A Hero's Journey in Ordinary Life
I signed away the rights to my own damn treasure, and gave up on my hero dreams.
Most days I'm too tired to figure out how it happened.
I'm the first to champion those I love, and will go to bat defending them before an army, employer, judge, or husband. But I serve myself doubt for breakfast. I jot down my list of failures on my napkin. At every start, I sketch out flaws, in body and in word.
I'm terrified to disappoint. Scared to be here. Like so many, quaking in my world-saving boots.
To muster courage, I imagine what I'd say to someone else questioning their inner worth or purpose. This is what I'd tell them:
I know you don't feel ready, and think you can't possibly have the energy for this. I know you are heartbroken, and that your grief is detailed and specific. I know sometimes you've cried every day. I know you got stuck in impossible places, where all the world seemed made of rocks, and you longed for the softness of running water. I know sometimes you're out there alone, with nothing but your wits in the trenches, and that you've been brought down to sacred levels of humility.
I know you feel like you have, in fact, done everything wrong.
Nothing looks like people say it should. You haven't lost the baby weight, your closets are a nightmare. Your roots need to be done. Somehow you have entered, one accidental letter at a time, into a contract with Culture that says you don't deserve love, voice, or beauty unless you already have them, and that credibility only comes after the glam squad and the book deal. Somehow, you signed off on being nobody. Your deepest heart knows that this collusion is dead wrong.
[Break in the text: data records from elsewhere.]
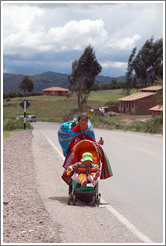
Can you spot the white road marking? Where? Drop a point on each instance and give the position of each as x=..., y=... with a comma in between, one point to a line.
x=112, y=210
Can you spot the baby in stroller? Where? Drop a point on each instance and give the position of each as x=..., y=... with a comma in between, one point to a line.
x=85, y=170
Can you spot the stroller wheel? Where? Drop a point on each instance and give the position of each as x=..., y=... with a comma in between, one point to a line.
x=98, y=199
x=74, y=199
x=70, y=199
x=94, y=201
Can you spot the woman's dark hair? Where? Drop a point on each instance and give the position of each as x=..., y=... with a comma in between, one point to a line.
x=81, y=115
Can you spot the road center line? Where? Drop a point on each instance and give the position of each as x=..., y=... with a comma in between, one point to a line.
x=112, y=210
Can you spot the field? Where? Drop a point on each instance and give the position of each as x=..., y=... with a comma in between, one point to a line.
x=60, y=109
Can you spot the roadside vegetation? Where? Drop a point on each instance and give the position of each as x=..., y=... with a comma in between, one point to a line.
x=60, y=109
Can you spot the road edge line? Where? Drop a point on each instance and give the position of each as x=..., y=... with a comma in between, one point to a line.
x=112, y=210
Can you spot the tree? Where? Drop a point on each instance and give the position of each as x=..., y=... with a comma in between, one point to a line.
x=26, y=84
x=148, y=64
x=82, y=78
x=159, y=94
x=129, y=78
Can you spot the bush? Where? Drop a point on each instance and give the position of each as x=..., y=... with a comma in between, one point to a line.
x=12, y=124
x=154, y=125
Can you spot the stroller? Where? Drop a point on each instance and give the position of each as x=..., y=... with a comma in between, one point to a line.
x=90, y=193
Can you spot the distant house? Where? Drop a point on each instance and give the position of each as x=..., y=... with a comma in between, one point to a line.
x=139, y=103
x=153, y=88
x=156, y=110
x=56, y=91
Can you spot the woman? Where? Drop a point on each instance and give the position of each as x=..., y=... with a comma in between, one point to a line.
x=70, y=133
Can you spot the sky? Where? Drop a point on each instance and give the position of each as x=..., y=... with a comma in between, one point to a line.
x=49, y=36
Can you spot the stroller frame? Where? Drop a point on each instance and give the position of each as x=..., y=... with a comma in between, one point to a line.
x=90, y=193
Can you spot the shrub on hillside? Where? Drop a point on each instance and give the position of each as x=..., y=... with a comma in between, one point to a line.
x=11, y=124
x=154, y=125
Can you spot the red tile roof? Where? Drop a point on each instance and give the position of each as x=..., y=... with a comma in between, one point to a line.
x=157, y=108
x=55, y=89
x=137, y=96
x=152, y=88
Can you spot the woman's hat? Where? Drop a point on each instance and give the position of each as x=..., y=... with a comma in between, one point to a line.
x=87, y=156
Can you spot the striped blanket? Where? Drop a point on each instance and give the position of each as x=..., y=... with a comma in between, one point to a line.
x=106, y=170
x=66, y=135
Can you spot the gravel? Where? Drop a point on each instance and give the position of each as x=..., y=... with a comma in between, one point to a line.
x=25, y=219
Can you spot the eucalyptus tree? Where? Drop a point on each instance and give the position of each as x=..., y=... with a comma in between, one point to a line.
x=82, y=78
x=26, y=84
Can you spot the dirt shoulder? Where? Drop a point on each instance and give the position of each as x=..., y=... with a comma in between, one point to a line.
x=25, y=219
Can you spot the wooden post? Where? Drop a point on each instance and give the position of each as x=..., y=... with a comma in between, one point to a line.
x=24, y=114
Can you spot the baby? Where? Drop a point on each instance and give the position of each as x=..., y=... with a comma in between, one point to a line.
x=83, y=178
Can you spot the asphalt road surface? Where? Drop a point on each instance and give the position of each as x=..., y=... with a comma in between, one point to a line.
x=131, y=209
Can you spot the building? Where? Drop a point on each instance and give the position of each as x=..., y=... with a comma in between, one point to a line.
x=56, y=91
x=154, y=88
x=140, y=103
x=156, y=110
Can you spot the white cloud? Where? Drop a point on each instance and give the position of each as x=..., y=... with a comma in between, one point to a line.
x=32, y=30
x=126, y=42
x=109, y=64
x=76, y=34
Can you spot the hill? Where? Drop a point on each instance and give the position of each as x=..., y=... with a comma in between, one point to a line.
x=47, y=79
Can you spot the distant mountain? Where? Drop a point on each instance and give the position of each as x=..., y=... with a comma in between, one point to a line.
x=47, y=79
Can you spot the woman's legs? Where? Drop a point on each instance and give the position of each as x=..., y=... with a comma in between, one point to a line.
x=83, y=179
x=93, y=177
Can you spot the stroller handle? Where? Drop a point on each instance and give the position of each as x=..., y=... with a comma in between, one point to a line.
x=87, y=170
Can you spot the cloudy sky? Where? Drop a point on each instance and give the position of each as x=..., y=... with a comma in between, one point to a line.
x=49, y=36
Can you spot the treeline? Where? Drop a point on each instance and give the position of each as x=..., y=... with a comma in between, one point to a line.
x=114, y=85
x=12, y=94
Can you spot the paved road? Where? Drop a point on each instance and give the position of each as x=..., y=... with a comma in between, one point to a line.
x=131, y=210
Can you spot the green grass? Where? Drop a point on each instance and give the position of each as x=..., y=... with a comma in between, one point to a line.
x=6, y=134
x=59, y=109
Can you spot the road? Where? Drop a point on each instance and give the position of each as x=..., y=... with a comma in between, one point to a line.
x=131, y=209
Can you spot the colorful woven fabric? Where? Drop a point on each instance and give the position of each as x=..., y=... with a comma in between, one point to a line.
x=106, y=170
x=66, y=135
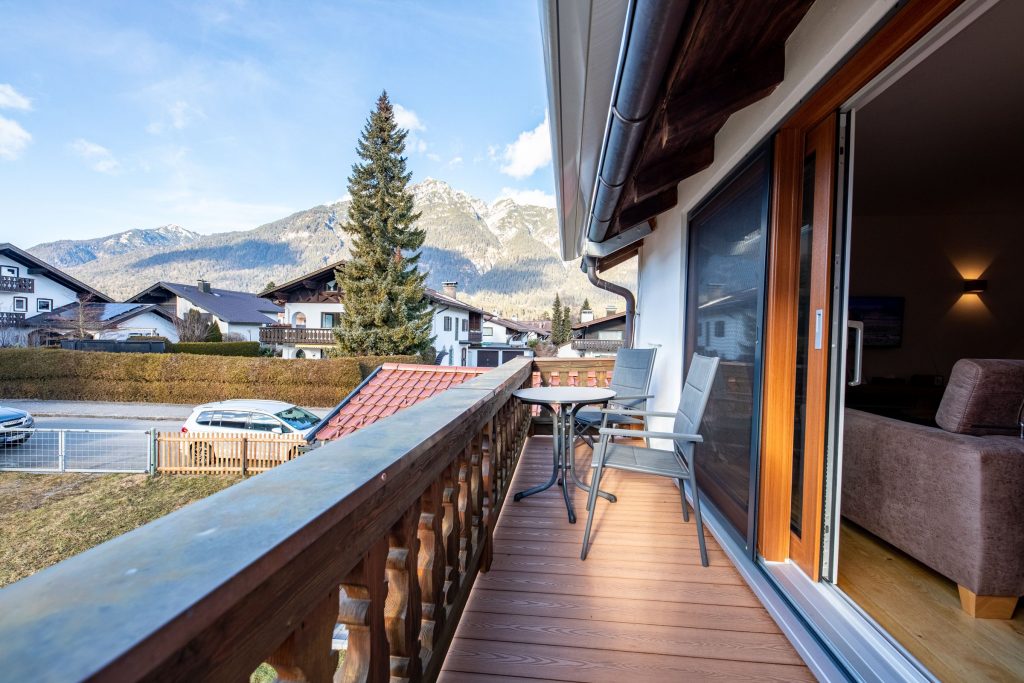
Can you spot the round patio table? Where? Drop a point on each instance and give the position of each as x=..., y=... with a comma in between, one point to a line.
x=563, y=403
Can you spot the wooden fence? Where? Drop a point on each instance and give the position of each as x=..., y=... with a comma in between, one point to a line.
x=213, y=453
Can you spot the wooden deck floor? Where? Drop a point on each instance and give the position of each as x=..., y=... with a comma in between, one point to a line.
x=640, y=608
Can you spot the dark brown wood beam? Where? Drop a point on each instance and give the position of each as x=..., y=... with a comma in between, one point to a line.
x=634, y=214
x=726, y=92
x=654, y=178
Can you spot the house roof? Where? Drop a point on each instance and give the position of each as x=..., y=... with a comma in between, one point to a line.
x=230, y=306
x=390, y=388
x=598, y=321
x=28, y=260
x=298, y=283
x=95, y=316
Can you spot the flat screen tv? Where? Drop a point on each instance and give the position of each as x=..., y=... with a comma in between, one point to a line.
x=883, y=318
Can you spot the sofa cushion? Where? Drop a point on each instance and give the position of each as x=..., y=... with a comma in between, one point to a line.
x=984, y=396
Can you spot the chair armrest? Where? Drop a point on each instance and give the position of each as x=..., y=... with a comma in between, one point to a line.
x=640, y=433
x=637, y=414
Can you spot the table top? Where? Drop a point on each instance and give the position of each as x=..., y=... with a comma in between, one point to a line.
x=563, y=395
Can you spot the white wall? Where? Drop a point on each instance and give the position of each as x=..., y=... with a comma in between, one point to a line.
x=830, y=30
x=147, y=324
x=450, y=340
x=45, y=289
x=312, y=312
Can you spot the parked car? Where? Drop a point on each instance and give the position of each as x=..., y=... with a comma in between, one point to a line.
x=14, y=425
x=241, y=417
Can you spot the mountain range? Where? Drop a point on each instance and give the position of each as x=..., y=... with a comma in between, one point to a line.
x=503, y=254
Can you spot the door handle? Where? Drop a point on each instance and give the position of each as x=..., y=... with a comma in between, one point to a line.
x=858, y=351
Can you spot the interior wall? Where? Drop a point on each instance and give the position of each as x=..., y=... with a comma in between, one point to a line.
x=925, y=259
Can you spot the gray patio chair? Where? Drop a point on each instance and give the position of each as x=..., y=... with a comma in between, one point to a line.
x=630, y=379
x=677, y=464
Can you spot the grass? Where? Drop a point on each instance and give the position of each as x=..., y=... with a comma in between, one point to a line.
x=45, y=518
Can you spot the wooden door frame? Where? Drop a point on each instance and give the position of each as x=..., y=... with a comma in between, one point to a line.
x=906, y=27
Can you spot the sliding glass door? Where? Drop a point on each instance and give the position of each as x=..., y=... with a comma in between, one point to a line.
x=725, y=308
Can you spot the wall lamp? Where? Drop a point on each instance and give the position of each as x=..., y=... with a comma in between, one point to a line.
x=975, y=286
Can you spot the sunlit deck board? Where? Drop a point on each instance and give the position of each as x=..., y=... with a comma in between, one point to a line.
x=641, y=607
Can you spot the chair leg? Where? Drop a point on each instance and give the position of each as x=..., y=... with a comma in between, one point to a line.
x=682, y=499
x=595, y=485
x=696, y=512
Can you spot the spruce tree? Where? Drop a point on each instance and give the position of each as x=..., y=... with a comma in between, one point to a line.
x=556, y=322
x=386, y=312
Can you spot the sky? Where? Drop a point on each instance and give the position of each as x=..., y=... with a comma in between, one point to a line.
x=225, y=115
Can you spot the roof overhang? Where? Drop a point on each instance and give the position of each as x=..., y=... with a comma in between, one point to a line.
x=681, y=69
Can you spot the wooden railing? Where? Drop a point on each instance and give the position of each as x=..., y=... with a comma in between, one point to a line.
x=321, y=336
x=382, y=531
x=216, y=453
x=13, y=284
x=572, y=372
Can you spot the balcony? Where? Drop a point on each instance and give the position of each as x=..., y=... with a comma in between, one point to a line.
x=10, y=319
x=19, y=285
x=385, y=532
x=597, y=345
x=295, y=336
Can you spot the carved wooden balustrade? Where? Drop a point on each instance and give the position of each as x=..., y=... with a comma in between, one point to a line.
x=382, y=531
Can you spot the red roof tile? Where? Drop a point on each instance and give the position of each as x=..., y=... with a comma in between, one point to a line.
x=396, y=385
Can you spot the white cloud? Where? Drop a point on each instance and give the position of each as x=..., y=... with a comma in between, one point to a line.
x=530, y=197
x=99, y=157
x=178, y=115
x=12, y=99
x=530, y=152
x=13, y=139
x=408, y=119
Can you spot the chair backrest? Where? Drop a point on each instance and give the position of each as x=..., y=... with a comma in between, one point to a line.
x=631, y=376
x=693, y=400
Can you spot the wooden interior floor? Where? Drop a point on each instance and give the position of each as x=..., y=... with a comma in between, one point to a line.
x=640, y=608
x=921, y=609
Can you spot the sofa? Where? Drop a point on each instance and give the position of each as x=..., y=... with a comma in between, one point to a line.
x=951, y=496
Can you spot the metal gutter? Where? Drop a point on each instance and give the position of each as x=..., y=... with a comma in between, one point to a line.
x=589, y=265
x=648, y=43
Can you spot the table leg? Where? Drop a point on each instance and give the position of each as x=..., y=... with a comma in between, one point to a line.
x=554, y=471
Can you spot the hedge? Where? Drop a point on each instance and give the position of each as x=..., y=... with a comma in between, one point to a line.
x=215, y=348
x=178, y=378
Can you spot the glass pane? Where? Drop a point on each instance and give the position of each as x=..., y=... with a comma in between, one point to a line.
x=726, y=287
x=803, y=331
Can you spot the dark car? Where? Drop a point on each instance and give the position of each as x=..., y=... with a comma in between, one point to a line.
x=14, y=426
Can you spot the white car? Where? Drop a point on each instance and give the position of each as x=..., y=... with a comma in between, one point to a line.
x=241, y=416
x=203, y=433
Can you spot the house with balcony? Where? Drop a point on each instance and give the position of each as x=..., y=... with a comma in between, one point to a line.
x=30, y=287
x=839, y=179
x=240, y=314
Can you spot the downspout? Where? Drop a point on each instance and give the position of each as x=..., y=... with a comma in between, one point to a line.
x=649, y=41
x=589, y=264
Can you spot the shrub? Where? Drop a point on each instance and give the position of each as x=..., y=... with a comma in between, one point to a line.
x=178, y=378
x=215, y=348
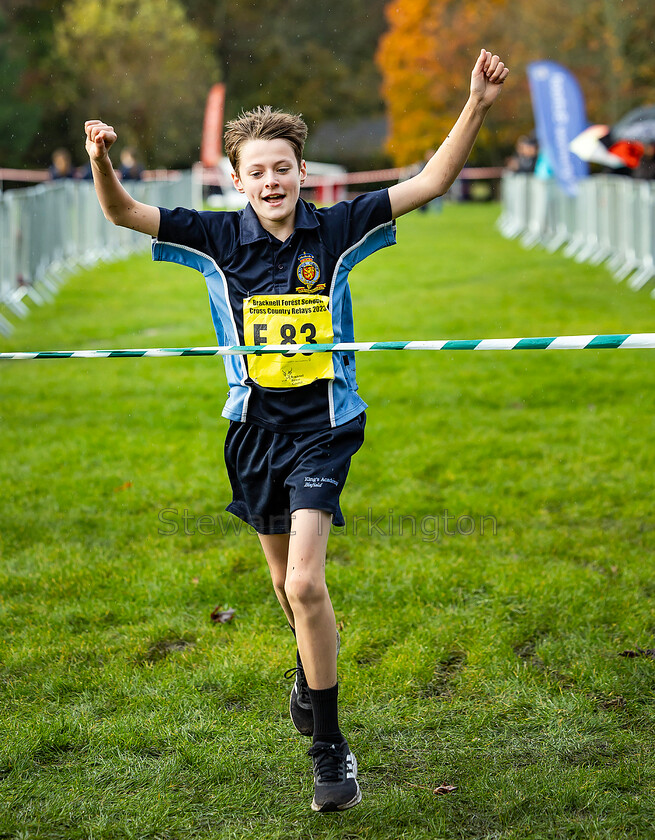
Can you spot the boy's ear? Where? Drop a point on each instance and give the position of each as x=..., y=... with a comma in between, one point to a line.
x=237, y=182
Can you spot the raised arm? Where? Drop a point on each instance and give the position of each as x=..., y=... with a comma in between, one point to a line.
x=445, y=165
x=117, y=204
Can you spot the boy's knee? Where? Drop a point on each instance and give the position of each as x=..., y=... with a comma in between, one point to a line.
x=304, y=591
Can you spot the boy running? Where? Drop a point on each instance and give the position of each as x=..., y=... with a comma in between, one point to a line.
x=277, y=272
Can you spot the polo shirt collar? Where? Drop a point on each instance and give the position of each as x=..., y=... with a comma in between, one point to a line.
x=250, y=229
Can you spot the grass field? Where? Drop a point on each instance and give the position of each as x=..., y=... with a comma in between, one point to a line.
x=497, y=560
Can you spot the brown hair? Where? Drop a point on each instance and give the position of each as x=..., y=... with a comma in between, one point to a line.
x=263, y=123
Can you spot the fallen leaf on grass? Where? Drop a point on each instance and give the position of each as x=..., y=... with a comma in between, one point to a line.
x=442, y=789
x=220, y=616
x=638, y=652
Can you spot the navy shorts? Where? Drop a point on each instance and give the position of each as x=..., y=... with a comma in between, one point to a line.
x=273, y=474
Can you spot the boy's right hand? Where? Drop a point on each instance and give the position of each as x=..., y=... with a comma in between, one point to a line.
x=100, y=137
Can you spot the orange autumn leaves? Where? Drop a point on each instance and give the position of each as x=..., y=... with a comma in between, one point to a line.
x=430, y=46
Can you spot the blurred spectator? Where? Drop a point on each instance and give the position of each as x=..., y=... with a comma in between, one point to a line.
x=645, y=169
x=524, y=158
x=62, y=166
x=130, y=169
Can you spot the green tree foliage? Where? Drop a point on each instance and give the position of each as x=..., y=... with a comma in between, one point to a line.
x=19, y=120
x=312, y=57
x=140, y=65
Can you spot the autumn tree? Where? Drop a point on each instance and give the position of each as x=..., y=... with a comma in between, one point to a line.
x=426, y=58
x=127, y=62
x=428, y=51
x=312, y=57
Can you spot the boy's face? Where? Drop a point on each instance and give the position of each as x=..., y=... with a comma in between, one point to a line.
x=270, y=178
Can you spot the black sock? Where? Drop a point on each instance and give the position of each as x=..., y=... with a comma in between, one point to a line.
x=298, y=660
x=326, y=715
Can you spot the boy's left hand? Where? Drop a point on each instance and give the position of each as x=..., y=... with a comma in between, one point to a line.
x=487, y=78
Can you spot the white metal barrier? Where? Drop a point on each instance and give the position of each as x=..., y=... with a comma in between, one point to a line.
x=612, y=219
x=53, y=229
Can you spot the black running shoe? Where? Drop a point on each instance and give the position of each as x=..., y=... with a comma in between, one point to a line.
x=335, y=777
x=300, y=706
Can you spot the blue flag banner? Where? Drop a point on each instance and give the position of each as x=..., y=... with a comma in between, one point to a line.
x=559, y=115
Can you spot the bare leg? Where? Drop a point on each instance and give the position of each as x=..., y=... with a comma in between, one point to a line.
x=276, y=551
x=307, y=595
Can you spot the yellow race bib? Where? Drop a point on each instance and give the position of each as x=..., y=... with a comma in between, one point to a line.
x=288, y=319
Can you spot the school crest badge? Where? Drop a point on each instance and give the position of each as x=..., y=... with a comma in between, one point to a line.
x=309, y=274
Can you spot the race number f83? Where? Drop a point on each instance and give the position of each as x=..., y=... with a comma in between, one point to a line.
x=288, y=319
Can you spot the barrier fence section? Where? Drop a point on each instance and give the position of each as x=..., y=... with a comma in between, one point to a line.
x=611, y=219
x=52, y=229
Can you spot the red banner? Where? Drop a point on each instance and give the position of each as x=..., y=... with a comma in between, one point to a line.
x=212, y=129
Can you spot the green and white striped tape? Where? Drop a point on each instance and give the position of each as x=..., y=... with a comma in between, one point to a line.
x=627, y=341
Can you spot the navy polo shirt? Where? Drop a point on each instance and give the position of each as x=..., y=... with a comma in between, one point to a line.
x=239, y=259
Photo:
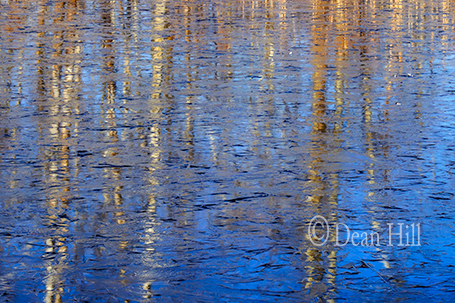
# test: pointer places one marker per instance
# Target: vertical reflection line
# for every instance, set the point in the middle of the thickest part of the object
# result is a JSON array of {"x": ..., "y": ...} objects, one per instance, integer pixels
[{"x": 324, "y": 184}]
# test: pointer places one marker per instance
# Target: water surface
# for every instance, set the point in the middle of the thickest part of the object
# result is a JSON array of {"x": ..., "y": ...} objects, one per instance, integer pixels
[{"x": 177, "y": 151}]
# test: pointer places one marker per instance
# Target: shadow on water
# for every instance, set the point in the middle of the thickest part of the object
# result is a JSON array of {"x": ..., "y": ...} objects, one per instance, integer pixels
[{"x": 180, "y": 151}]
And the uneasy guilt that haunts you when you're sitting in traffic with nothing on the radio to distract you, is over this, your only real crime.
My dearest, here is the truth I see: that your muddled, bankrupt world only looks like this because you have so freely and endlessly given your love away, writing checks drawn on your own sweet Self, handing them out to anyone who asks, like Mother Theresa would if she won the Powerball.
You bring love everywhere. Always right now, always no matter what. This is your secret superpower. And though you may feel like the walking definition of humble, right now the universe is lighting up your Bat Signal, and handing you your cape.